2. IAS 2: Inventories
3. IAS 7: Cash Flow Statements
4. IAS 8: Accounting Policies, Changes in Accounting Estimates and Errors
5. IAS 10: Events after the Balance Sheet Date
6. IAS 11: Construction Contracts
7. IAS 12: Income Taxes
8. IAS 14: Segment Reporting
9. IAS 16: Property, Plant and Equipment
10. IAS 17: Leases
11. IAS 18: Revenue
12. IAS 19: Employee Benefits
13. IAS 20: Accounting for Government Grants and Disclosure of Government Assistance
14. IAS 21: The Effects of Changes in Foreign Exchange Rates
15. IAS 23: Borrowing Costs
16. IAS 24: Related Party Disclosures
17. IAS 26: Accounting and Reporting by Retirement Benefit Plans
18. IAS 27: Consolidated Financial Statements
19. IAS 28: Investments in Associates
20. IAS 29: Financial Reporting in Hyperinflationary Economies
21. IAS 31: Interests in Joint Ventures
22. IAS 33: Earnings per Share
23. IAS 34: Interim Financial Reporting
24. IAS 36: Impairment of Assets]
25. IAS 37: Provisions, Contingent Liabilities and Contingent Assets
26. IAS 38: Intangible Assets
27. IAS 39: Financial Instruments: Recognition and Measurement
28. IAS 40: Investment Property
29. IAS 41: Agriculture
Impact of Convergence
The age-old nomenclature of Balance Sheet will give way to “Statement of Financial Position” (SOFP) and the Profit and Loss Account will give way to “Statement of Comprehensive Income” (SOCI).
The ‘Rule Driven’ Indian GAAP and US GAAP will change to the ‘Principle Driven’ IFRS.
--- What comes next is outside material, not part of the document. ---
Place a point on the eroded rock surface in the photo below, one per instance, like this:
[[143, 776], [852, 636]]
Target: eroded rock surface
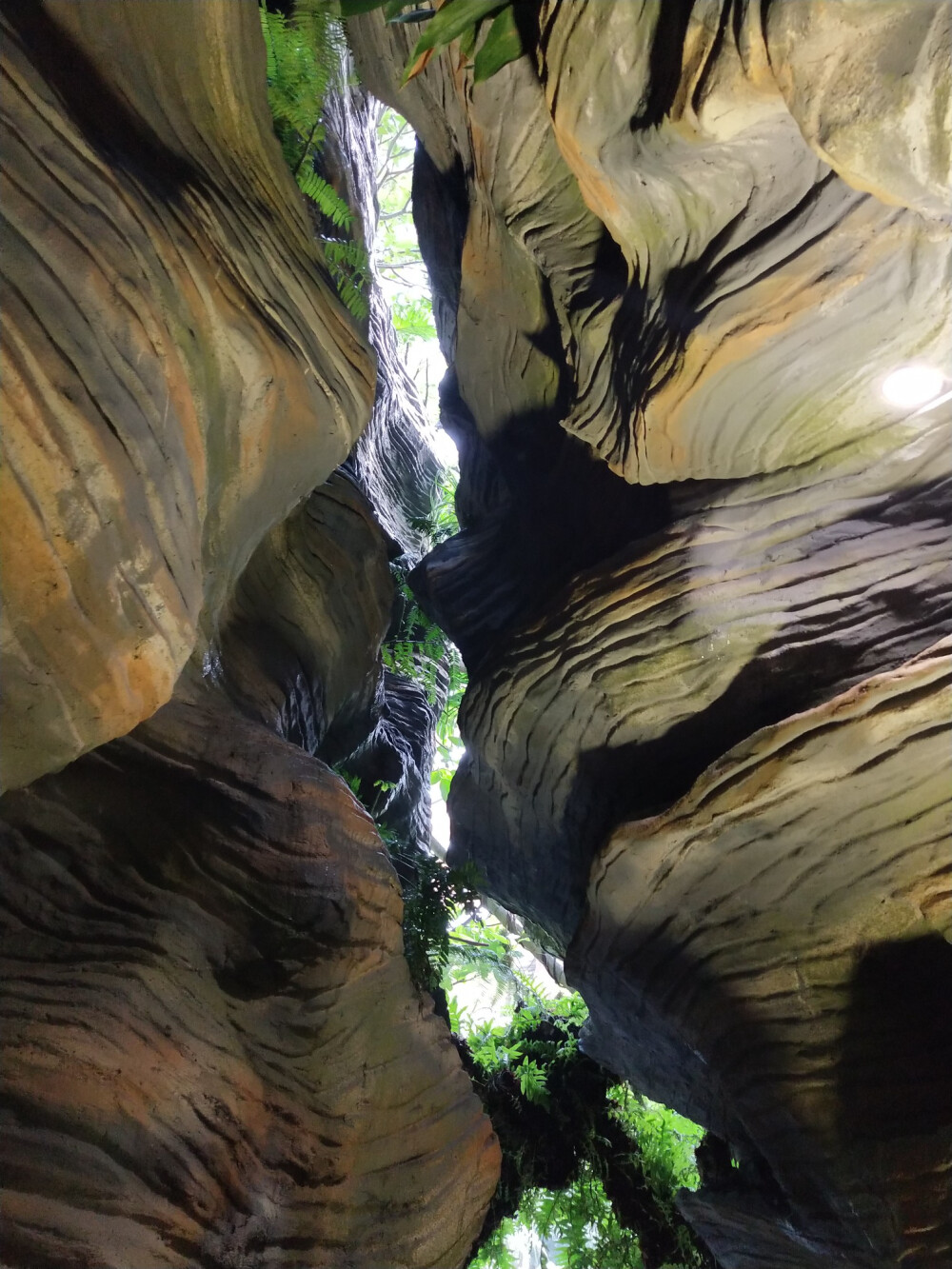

As per the Indian GAAP, the concept is of ‘True and Fair’ presentation of the financial statements. But in IFRS the concept is whether the accounts are ‘IFRS compliant’. Henceforth there will not be any qualified audit report or disclaimer of opinion. Audit report has to state that whether the accounts are IFRS complaint or not. The gimmicks
However, major impacts are expected in processes and systems, operations, taxation planning, treasury and forex operations, debt covenants, compensation plans, revenue contracts, joint ventures and alliances and investor communications.
Conclusion
The roll over to IFRS is time and cost consuming and needs extensive planning and detailing. Conversion is much more than a technical accounting issue. IFRS adoption may significantly affect company’s day-to-day operations and may even impact the reported profitability of the business itself. Conversion brings a one-time opportunity to comprehensively reassess financial reporting and take “a clean sheet of paper” approach to financial policies and processes.
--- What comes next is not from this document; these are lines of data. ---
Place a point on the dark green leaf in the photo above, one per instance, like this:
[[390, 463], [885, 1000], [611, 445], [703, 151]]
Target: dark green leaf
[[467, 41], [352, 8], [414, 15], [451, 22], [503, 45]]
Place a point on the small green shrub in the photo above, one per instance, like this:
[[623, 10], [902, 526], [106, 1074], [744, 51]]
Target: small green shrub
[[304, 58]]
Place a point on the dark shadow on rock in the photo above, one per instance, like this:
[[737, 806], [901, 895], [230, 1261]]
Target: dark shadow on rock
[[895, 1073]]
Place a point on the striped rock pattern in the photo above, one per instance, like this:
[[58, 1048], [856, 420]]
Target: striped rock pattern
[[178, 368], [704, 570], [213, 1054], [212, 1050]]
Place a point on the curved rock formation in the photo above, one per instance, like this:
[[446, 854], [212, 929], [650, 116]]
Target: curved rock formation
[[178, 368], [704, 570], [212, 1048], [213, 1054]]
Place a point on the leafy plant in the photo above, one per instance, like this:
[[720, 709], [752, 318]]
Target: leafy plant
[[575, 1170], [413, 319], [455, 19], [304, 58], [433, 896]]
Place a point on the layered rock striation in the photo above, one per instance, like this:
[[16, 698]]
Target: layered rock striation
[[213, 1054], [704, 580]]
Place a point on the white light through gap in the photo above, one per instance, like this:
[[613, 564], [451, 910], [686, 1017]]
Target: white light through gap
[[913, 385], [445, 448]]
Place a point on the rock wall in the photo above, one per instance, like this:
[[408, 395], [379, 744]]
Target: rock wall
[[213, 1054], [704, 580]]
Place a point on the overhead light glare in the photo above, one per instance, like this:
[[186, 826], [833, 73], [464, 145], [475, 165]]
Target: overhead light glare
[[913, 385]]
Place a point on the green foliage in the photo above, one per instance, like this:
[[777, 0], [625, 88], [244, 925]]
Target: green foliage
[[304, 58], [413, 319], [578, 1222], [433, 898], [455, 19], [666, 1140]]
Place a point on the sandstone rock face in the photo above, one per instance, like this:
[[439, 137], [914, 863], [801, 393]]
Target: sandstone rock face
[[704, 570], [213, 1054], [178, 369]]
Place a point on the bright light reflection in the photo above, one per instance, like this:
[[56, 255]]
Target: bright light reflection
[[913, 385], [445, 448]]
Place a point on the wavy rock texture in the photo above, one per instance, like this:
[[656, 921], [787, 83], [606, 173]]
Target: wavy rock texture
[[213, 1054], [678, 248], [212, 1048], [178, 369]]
In the tax planning front, companies need to start identifying the differences that will arise and consider what the potential tax implications maybe. With the deadline fast approaching , IFRS conversion should be taken as an opportunity to align the tax provisioning and reporting processes.
Correct implementation will ensure that IFRS convergence results in tangible benefits, whereby financial statements prepared using the converged Indian framework are useful to meet all relevant purposes within and outside India.